Per il Codacons è necessario intervenire prima che le alte temperature possano trasformarsi in emergenze sanitarie.
“Non possiamo aspettare che si verifichino situazioni di emergenza per intervenire. In Sicilia è necessario attivare una rete di protezione stabile che coinvolga Comuni, Asp, medici di medicina generale, servizi sociali, volontariato e famiglie”, afferma Francesco Tanasi, Segretario Nazionale del Codacons.
“Le ondate di calore non devono trasformarsi in un rischio evitabile per migliaia di cittadini fragili. Occorre rafforzare la presa in carico territoriale delle persone più vulnerabili, intensificando i controlli domiciliari, le attività di monitoraggio e gli interventi di assistenza nei confronti di chi vive in condizioni di maggiore esposizione”.

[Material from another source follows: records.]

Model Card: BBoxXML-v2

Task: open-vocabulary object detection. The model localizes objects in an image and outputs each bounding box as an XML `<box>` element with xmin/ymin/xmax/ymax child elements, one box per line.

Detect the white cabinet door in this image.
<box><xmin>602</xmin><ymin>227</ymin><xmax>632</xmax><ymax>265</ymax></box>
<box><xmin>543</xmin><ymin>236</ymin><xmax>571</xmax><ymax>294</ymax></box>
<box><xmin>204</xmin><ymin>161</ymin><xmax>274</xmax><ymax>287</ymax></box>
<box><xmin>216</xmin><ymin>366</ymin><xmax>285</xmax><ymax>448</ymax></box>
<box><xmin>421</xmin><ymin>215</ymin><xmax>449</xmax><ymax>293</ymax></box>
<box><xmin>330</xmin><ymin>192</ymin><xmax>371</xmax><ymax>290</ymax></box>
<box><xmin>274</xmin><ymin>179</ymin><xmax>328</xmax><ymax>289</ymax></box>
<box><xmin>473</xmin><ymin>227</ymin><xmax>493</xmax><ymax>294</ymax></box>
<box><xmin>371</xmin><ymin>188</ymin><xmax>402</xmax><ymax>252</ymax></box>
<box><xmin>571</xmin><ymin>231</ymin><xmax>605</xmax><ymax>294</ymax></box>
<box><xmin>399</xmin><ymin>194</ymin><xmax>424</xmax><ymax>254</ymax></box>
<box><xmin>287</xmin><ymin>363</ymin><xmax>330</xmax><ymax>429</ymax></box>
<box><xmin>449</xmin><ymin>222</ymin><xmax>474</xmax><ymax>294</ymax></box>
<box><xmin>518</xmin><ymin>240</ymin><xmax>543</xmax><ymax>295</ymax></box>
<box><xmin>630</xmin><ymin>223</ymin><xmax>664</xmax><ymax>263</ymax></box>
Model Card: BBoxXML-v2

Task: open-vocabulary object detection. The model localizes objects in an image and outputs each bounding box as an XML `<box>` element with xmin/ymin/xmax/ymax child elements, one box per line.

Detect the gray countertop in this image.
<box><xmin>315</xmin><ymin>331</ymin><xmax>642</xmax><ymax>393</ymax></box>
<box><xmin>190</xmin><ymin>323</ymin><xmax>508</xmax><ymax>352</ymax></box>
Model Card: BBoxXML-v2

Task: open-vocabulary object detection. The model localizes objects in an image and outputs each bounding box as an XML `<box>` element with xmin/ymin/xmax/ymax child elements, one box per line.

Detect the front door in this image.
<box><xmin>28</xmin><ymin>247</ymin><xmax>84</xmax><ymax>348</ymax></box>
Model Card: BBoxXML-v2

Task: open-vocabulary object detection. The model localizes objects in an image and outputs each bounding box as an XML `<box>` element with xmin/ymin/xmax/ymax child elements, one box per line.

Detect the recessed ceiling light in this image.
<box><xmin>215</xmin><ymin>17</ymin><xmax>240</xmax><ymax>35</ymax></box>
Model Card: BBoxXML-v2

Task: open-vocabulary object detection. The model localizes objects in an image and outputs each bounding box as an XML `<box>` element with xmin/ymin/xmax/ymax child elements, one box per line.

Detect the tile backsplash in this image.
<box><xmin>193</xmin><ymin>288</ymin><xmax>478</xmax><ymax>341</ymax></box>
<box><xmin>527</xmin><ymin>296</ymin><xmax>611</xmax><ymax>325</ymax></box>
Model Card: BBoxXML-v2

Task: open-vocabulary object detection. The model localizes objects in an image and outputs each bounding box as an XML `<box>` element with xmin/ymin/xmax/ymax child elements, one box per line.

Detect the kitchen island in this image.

L’associazione sottolinea l’importanza di monitorare in modo costante le condizioni di salute degli anziani che vivono soli, dei soggetti non autosufficienti e delle persone affette da patologie croniche.
Tra le misure indicate figurano il potenziamento dell’assistenza domiciliare, l’incremento dei controlli sul territorio e la promozione di campagne informative rivolte alla popolazione sui comportamenti corretti da adottare durante i periodi di caldo intenso.
Il Codacons richiama anche l’attenzione delle famiglie e dei cittadini, invitandoli a vigilare sulle persone più esposte ai rischi delle alte temperature.
In particolare, viene raccomandato di garantire una corretta idratazione, mantenere gli ambienti domestici freschi e ben ventilati ed evitare spostamenti o attività fisica nelle ore centrali della giornata, quando il caldo raggiunge i livelli più elevati.
“Una società civile si misura dalla capacità di proteggere chi è più debole. Nessun anziano, nessun malato e nessuna persona fragile deve essere lasciata sola durante le giornate di caldo intenso”, conclude Tanasi.
“La tutela della salute deve tradursi in un impegno concreto e quotidiano da parte di tutte le istituzioni coinvolte, affinché prevenzione e assistenza diventino strumenti reali di protezione per i cittadini più esposti”.